W Super Expressie o wszystkim tym powiedziała.

Jej przyjacielem i towarzyszem jest piesek, który „zapełnia jej pustkę\”. A jest ona tym większa, że Agnieszka w Warszawie mieszka sama, zupełnie nie rozumiejąc innych mieszkańców:

– Czasami (…) widzę chodzące roboty z klapkami na oczach – mówi.

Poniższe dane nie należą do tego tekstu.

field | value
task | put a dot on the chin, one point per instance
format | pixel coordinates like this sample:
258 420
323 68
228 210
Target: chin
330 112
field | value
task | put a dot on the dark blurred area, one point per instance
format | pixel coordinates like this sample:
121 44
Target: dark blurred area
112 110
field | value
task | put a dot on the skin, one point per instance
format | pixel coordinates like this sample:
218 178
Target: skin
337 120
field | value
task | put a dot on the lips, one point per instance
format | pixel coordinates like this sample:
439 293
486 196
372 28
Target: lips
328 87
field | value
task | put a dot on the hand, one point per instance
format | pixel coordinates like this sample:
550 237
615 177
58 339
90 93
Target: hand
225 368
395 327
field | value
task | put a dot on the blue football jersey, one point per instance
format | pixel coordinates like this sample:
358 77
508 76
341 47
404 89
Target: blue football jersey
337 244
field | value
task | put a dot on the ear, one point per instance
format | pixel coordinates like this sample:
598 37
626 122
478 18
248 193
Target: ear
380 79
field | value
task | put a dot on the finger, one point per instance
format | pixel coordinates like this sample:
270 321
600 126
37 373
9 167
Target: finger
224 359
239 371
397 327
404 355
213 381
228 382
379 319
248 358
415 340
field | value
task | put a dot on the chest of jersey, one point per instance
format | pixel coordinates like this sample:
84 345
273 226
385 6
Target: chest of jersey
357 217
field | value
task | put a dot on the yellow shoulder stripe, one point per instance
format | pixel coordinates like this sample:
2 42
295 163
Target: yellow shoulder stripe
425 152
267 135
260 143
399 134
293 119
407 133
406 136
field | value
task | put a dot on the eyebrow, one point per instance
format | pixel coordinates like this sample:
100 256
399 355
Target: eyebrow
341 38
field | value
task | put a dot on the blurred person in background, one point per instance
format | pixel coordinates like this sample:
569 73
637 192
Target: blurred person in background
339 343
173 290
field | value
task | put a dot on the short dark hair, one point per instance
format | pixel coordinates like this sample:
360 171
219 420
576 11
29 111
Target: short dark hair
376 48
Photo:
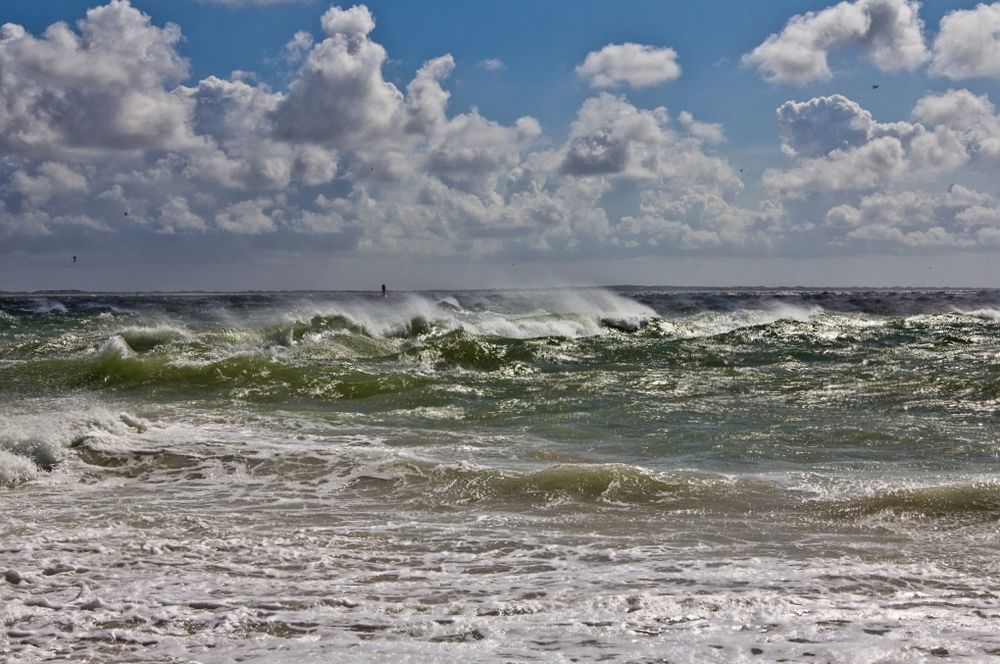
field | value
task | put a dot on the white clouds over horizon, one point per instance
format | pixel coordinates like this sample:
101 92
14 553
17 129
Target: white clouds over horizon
633 65
100 119
888 32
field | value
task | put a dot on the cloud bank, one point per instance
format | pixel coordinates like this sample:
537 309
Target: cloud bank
102 135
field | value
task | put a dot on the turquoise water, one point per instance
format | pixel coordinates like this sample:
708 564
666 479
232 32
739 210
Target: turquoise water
620 474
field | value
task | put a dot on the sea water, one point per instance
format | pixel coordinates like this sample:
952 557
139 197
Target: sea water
622 475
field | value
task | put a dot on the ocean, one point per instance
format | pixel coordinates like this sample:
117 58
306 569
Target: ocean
626 474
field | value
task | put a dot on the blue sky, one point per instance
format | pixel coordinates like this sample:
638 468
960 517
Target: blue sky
179 144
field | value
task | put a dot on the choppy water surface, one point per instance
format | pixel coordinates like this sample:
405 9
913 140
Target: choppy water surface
619 475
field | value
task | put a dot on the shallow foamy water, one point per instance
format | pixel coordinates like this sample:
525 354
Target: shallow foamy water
631 476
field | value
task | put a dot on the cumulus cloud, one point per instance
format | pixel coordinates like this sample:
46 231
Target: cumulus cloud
629 64
968 44
836 145
973 117
888 32
104 87
339 96
344 153
611 137
958 218
247 218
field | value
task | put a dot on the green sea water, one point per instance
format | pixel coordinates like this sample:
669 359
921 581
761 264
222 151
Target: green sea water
624 474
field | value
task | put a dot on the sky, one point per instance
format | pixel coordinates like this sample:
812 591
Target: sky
273 145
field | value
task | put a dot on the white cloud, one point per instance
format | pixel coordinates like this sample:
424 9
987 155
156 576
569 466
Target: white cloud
339 96
300 44
629 64
968 44
611 137
836 145
52 179
959 218
973 117
247 218
889 32
103 88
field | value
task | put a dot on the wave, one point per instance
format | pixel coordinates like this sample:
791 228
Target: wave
43 305
972 499
466 483
34 444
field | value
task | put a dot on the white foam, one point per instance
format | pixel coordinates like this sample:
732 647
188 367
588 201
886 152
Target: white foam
46 306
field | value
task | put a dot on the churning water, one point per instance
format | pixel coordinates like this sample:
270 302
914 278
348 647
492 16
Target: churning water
620 475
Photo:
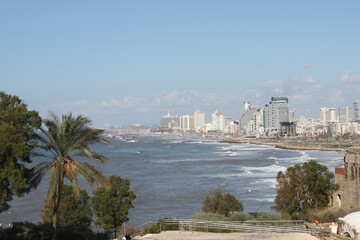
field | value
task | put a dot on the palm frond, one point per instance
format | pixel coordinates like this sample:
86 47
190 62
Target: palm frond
92 175
38 172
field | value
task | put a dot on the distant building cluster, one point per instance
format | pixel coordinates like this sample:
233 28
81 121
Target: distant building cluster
273 119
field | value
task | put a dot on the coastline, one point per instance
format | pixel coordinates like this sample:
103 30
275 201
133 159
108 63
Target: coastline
307 144
286 146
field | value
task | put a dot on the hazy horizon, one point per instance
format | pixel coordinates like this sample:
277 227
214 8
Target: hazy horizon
127 62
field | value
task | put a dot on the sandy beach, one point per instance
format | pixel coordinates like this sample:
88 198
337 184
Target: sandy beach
177 235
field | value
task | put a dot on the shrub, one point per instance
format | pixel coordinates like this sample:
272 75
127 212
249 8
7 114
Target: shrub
240 217
160 226
210 217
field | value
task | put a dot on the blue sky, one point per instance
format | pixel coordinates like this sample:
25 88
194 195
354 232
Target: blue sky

A te \”roboty\” potrafią nieraz dokopać. Bo Frytka ma chyba świadomość, że nie jest powszechnie lubiana:

– Mam świadomość, że nie ma zmiłuj, że jest się zdanym wyłącznie na siebie. Gdzieś po drodze ciągle dostaję kopniaki, podnoszę się, ale zastanawiam się, na jak długo wystarczy mi sił – mówiąc do po policzku spływa łza. – Nie rozmazałam się?

Bo Frytka jest uczuciowa. Śpiewa chwytające za serce piosenki, które docierają do ludzi (sic!).

– (…) ta piosenka (…) wyszła spod serca, została napisana z wielkim uczuciem. A prawda dociera do ludzi. I okazało się, że Dwa gołębie stały się kultowe. Ludzie chcą tego słuchać, więc czy chcę, czy nie płyta z moimi piosenkami prawdopodobnie ukaże się już jesienią. Choć ja nie mam wielkiego parcia na śpiewanie. Moją największą pasją jest aktorstwo.

Ciekawe jest to, że jeszcze niedawno mówiła w TV Interia, że dostaje szewskiej pasji, kiedy słyszy kolejne wykonania swojego utworu. Że tego było za dużo, że Wojewódzki przegina.

A tu Kuba zrobił jej reklamę. Wystarczyły dwa ptaszki i mikrofon.